Dominique Huttin né dans le Cotentin et chroniqueur à la maison de la radio, et François Juguet, le maître de chais, nous ont accompagné dans la dégustation de Neufchâtel en accord avec du Calvados et autres produits de la pomme.

Dégustation de Calvados

Nous avions du Neufchâtel affiné de 15 jours, 1 mois, 3 mois et 1 an et du Calvados single cast, spiritueux élevé dans un seul fût, de 12, 15 et 18 mois ainsi que du cidre et du Pommeau.

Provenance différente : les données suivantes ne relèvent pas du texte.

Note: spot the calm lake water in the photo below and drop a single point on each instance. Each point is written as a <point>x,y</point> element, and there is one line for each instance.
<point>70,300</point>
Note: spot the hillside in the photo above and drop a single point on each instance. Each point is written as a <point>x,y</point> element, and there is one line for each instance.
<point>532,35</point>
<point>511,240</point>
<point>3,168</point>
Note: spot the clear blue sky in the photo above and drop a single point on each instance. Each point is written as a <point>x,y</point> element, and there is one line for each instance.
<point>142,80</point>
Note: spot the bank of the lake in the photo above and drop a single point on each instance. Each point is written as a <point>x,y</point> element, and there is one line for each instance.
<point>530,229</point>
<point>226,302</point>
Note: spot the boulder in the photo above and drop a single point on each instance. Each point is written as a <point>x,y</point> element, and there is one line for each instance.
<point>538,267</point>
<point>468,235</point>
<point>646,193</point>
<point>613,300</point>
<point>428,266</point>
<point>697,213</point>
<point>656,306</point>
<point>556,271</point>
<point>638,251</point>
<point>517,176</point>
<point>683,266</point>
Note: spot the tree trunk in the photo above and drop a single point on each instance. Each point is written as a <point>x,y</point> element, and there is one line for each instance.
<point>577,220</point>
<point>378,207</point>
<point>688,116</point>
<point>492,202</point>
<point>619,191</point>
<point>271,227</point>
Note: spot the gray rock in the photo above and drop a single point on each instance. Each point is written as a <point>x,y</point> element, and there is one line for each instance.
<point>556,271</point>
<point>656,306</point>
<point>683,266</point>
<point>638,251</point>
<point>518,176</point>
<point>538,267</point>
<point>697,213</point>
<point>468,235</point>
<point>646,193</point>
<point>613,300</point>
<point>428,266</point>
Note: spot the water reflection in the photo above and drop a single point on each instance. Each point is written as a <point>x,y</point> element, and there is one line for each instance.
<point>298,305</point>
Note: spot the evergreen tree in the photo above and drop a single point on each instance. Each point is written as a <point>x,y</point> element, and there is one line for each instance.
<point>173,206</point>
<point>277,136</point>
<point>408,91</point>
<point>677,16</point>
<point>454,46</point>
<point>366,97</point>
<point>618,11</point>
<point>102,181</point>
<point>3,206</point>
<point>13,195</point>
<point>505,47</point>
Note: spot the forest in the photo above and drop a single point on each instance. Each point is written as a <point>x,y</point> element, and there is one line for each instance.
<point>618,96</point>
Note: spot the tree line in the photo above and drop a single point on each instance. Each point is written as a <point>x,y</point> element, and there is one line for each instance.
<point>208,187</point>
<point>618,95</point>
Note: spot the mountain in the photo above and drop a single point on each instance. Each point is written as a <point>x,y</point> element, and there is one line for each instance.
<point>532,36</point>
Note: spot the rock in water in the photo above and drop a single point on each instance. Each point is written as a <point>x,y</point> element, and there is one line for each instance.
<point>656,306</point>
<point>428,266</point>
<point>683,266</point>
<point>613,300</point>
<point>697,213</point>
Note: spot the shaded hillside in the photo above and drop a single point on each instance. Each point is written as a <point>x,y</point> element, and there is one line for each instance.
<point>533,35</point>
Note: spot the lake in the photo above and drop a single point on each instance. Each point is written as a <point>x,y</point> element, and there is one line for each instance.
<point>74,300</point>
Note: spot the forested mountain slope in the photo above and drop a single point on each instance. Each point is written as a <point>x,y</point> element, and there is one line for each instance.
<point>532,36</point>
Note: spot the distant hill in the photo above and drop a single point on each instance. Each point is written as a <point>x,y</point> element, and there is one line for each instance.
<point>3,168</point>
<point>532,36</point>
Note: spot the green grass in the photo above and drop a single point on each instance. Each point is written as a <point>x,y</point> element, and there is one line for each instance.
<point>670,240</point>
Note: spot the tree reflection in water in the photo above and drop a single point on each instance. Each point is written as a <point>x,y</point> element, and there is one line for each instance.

Neufchâtel affiné 15 jours
Neufchâtel affiné 3 mois à gauche, 12 mois à droite

Il est ressorti de cette dégustation de ne pas associer les mêmes tempéraments. Sur un fromage très affiné il vaut mieux assortir un produit doux comme du cidre ou du Pommeau. Alors que sur un fromage doux  comme le Neufchâtel de 15 jours, un Calvados plus affirmé de 12 ans glisse comme du velours. C’est cette dernière association que j’ai préférée. J’avoue que j’ai du mal à manger du fromage très affiné.

420 variétés de pommes sont représentées dans le vieux verger conservatoire. Le verger se refait une petite jeunesse grâce aux greffons fait à partir des vieux pommiers sur un verger plus jeune. Le but est d’étudier l’évolution et la diffusion des différentes variétés sur le territoire.
La pomme la plus ancienne du verger est la pomme d’Api dont la présence remonte à l’époque romaine.

Les pommiers du verger conservatoire

Pour une visite du domaine, de la fromagerie ou de la cidrerie, renseignements au :
Lycée Agricole du Pays de Bray 76220 Brémontier-Merval
Tél : 02 32 89 96 67

  • Un petit tour au musée de Neufchâtel-en-Bray ?

Le petit musée Mathon Durand est situé en centre ville dans une ancienne maison bourgeoise à pans de bois. On y trouve l’histoire et les traditions du Pays de Bray à travers de riches collections depuis la préhistoire jusqu’au XXème siècle : Dent de mammouth, armoires normandes, trousseau de mariage… La cave est dédiée à la fabrication du Neufchâtel « comme on le faisait autrefois » avec une exposition d’anciens moules à fromage.
Un pressoir grugeoir ou tour à pommes se trouve à l’extérieur. Il servait à écraser les pommes et à en recueillir le jus.

Le musée Mathon-Durand
  • Et si nous faisions une balade en vélo ?

Pour finir la journée nous avons emprunté l’Avenue Verte London-Paris

Il s’agit d’un itinéraire de tourisme à vélo reliant Paris à Londres. Cette voie traverse Neufchâtel-en-Bray et permet de découvrir de charmants villages et paysages normands.

Nous avons loué des vélos électriques pour plus de confort. C’était la première fois que j’en faisais et j’ai vraiment apprécié l’assistance électrique surtout que nous étions très en retard sur notre programme.

Je vous livre quelques photos prises avec mon portable, je n’ai pas pu m’attarder sur les prises de vue. Ce sera une balade à refaire plus tard en famille car c’était vraiment très sympa.

Nous avons fait un arrêt rapide devant le Château de Mesnières, un Château de la Loire en Normandie, puis aux Vergers de la Gentilhommière. Nous y sommes arrivés juste avant que le ciel nous tombe sur la tête ! Félix Platel, producteur de cidres, Calvados et jus de pommes et Pierre Villiers, le Président de l’association Neufchâtel, nous y attendaient pour une nouvelle dégustation de fromages.

J’espère que ce reportage vous aura plu et vous aura donné envie de partir à la découverte du Pays de Bray et de son héritage gastronomique.

Un grand merci à Florence et Michèle Frêné Conseil de m’en avoir donné l’opportunité.